Тяпа несся, болтая ушами и оглашая воздух ликующим лаем, туда, где неподвижно стоял тот самый автобус, который ехал к вокзалу.

А навстречу Тяпе бежали…

Кирилка растерянно потер рукой лоб, будто он не мог понять, что такое происходит!

Неужели это…

Но кто же другой мог бежать прямо по лужам так, чтобы брызги летели выше головы, кто другой, кроме Вовки?..

А за ним? Ну, разумеется, Петя. Он! Снял шапку и, как саблей, крутит ею над головой. И кричит восторженно и громко:

 — Кирилка, ура! Я тебя увидел самый первый…

И с ними Петина мама. И тоже бежит ему навстречу. И тоже что-то кричит. И тоже машет ему рукой.

А четвертый? Кто же четвертый?

Кто этот невысокий человек в странных мохнатых сапогах? В шапке с длинными ушами?

И почему у него такие глаза, будто он сейчас заплачет, или засмеется, или сделает то и другое разом?

 — Приехал, — шепчет Кирилка дрожащими губами, — приехал…

И бросается к ним, всем четверым, всхлипывая и задыхаясь от слез.

Разве легко найти слова, чтобы описать радость этой встречи?

 — Кирилка! — У Пети щипало в носу, и он готов был сам зареветь. — Кирилка, прошу тебя, не плачь… Я был тогда ужасная дрянь! Возьми мой носовой платок. Но почему ты сразу позабыл таблицу умножения?

Вовка выхватил из Кирилкиных рук его тяжелый портфель. Изо всех сил шлепнул Кирилку по плечу:

 — Заседание было! Ух и здорово же… Возьми лучше мой платок. Ничего, утирайся, он грязный!

 — Кирилка, дружочек, — шепчет Петина мама. — Но почему же ты к нам не пришел? Как ты мог придумать такое?

А тот, в высоких северных сапогах, тот ничего не говорит. Он только целует мокрые щеки Кирилки, его рыжие волосы и заплаканные глаза.

И тут все увидели, как они похожи один на другого — Кирилка и этот человек с Севера.

 — Вот так да! — воскликнул Петя, переводя глаза с Кирилки на его отца и снова на Кирилку. — Значит, вы и есть Кирилкин папа? Мама, ты раньше догадалась?

 — Нет, и я догадалась только сейчас.

 — А я догадался, я догадался! — завопил Вовка. — Я сразу догадался. Я говорил: может, он и есть его папа… Петя, говорил я?

 — Нет, — твердо сказал Петя, — ты этого ни разу не сказал. И раз мы с мамой вдвоем не догадались, как же ты мог?

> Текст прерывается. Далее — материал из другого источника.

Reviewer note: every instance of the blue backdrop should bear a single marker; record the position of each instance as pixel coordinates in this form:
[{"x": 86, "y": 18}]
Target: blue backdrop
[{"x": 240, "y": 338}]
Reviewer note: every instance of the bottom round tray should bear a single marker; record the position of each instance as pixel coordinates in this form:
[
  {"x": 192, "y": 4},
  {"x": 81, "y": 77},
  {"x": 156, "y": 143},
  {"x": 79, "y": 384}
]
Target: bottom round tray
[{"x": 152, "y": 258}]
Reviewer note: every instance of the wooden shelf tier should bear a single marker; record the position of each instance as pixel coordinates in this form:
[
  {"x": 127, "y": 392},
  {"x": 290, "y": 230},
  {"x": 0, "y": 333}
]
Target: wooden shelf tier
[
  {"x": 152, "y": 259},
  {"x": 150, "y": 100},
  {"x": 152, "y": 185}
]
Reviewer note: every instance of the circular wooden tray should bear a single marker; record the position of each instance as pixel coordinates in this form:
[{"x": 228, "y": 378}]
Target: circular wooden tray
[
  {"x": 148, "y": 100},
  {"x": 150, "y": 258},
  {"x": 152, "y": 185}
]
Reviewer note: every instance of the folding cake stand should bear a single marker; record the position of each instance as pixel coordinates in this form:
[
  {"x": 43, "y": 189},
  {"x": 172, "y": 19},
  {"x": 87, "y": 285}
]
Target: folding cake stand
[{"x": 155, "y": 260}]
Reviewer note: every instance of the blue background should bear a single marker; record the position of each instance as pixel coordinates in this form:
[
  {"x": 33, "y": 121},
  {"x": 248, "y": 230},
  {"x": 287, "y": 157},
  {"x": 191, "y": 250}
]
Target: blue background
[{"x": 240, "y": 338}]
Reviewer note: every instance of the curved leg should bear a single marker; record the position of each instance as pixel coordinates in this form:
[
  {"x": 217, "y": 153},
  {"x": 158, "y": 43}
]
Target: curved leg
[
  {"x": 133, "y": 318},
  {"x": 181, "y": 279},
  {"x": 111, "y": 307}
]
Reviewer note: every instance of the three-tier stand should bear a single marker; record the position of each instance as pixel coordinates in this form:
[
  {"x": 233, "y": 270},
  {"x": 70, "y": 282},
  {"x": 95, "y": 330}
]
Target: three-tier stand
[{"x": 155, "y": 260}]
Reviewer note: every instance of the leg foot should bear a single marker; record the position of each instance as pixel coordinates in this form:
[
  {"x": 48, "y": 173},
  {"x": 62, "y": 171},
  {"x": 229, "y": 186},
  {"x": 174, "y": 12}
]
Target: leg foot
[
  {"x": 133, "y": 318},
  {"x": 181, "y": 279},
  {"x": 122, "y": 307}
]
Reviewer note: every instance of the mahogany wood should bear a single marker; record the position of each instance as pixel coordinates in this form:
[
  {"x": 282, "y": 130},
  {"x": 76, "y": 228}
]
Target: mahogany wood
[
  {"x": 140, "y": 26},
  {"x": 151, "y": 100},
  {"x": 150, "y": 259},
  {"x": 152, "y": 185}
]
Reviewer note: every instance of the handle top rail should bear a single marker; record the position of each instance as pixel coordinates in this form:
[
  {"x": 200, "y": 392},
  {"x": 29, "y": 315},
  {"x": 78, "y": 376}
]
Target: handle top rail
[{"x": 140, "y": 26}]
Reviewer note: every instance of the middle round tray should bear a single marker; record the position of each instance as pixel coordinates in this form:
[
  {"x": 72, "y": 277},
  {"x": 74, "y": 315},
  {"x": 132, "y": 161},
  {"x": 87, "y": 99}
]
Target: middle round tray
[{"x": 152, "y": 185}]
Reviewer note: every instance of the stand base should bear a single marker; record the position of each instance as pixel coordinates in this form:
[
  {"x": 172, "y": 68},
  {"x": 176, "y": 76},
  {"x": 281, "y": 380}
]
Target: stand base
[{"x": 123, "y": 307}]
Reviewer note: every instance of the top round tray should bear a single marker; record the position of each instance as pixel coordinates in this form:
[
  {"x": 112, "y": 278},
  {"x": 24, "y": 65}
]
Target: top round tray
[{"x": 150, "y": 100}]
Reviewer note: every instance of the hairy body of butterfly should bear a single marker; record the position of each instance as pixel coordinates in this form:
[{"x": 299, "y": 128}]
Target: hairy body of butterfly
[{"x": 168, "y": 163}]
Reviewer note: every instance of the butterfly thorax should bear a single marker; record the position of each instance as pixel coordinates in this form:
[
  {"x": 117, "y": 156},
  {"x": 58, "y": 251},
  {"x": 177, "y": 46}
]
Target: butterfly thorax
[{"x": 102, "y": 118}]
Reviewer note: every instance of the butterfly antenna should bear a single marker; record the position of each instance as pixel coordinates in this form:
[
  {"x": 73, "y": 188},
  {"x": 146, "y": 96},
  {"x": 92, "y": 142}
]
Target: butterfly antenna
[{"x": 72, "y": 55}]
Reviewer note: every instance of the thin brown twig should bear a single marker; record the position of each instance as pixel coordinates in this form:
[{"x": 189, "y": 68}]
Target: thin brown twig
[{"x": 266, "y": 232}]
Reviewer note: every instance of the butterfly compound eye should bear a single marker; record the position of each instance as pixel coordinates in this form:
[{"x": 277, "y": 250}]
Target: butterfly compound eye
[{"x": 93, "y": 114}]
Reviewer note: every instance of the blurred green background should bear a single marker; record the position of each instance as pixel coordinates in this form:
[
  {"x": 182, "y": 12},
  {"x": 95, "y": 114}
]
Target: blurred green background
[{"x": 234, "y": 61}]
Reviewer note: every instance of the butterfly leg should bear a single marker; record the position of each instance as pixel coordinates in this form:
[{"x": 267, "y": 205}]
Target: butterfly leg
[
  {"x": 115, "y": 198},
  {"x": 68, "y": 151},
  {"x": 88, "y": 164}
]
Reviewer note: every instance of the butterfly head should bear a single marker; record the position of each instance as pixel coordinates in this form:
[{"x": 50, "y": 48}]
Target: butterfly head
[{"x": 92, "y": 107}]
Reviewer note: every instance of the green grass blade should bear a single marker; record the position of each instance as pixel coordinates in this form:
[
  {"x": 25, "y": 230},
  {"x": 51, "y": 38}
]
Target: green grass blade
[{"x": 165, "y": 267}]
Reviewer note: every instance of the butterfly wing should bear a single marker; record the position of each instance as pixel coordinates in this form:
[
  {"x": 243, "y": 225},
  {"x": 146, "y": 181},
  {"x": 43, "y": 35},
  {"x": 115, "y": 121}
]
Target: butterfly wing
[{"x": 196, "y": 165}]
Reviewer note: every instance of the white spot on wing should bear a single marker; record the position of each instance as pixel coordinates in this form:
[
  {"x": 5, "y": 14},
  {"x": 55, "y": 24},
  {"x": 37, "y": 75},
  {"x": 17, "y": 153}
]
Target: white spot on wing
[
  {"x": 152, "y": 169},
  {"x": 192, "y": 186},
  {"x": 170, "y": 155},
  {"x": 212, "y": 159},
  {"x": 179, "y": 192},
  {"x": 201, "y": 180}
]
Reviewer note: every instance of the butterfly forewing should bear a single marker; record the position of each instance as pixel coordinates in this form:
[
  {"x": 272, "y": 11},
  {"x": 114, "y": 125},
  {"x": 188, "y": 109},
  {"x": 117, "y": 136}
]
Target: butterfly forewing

 — Значит, я тоже не догадался! Вот так здорово! Никто не догадался! — с восхищением продолжал кричать Вовка.

 — Мальчики, — сказала мама, — как я рада за Кирилку! Теперь вы снова будете вместе…

В этот самый миг, когда, казалось, ничто не могло омрачить общей радости, вдруг какая-то тень появилась между Кирилкой и солнцем, и большая рука опустилась на Кирилкино плечо.

 — Ага, — пророкотал чей-то бас, — вот ты где! Наконец-то я тебя нашел!

Кирилка обернулся и помертвел: перед ним стоял тот самый огромный милиционер, который увел его из вагона в детскую комнату.

 — Честное слово, — закричал он, хватаясь руками за отца, — я не виноват… Я больше не буду… Я не пойду…

Но на милиционера эти слова, видимо, не произвели никакого впечатления.

 — Здорово ты от меня удрал, — продолжал он. — На вид тихонький, а поди ты какой ловкач…

 — Кирилка, — прошептал Петя, — что это?

И больше он не мог проронить ни слова.

 — Кирилка… — проговорил Кирилкин отец, не спуская глаз с Кирилкиного лица. — Что случилось?

Вовка же стоял насупив черные брови. Он думал.

Сейчас Кирилку уведет милиционер. Наверно, в милицию. Что же он мог сделать плохого, что его в милицию?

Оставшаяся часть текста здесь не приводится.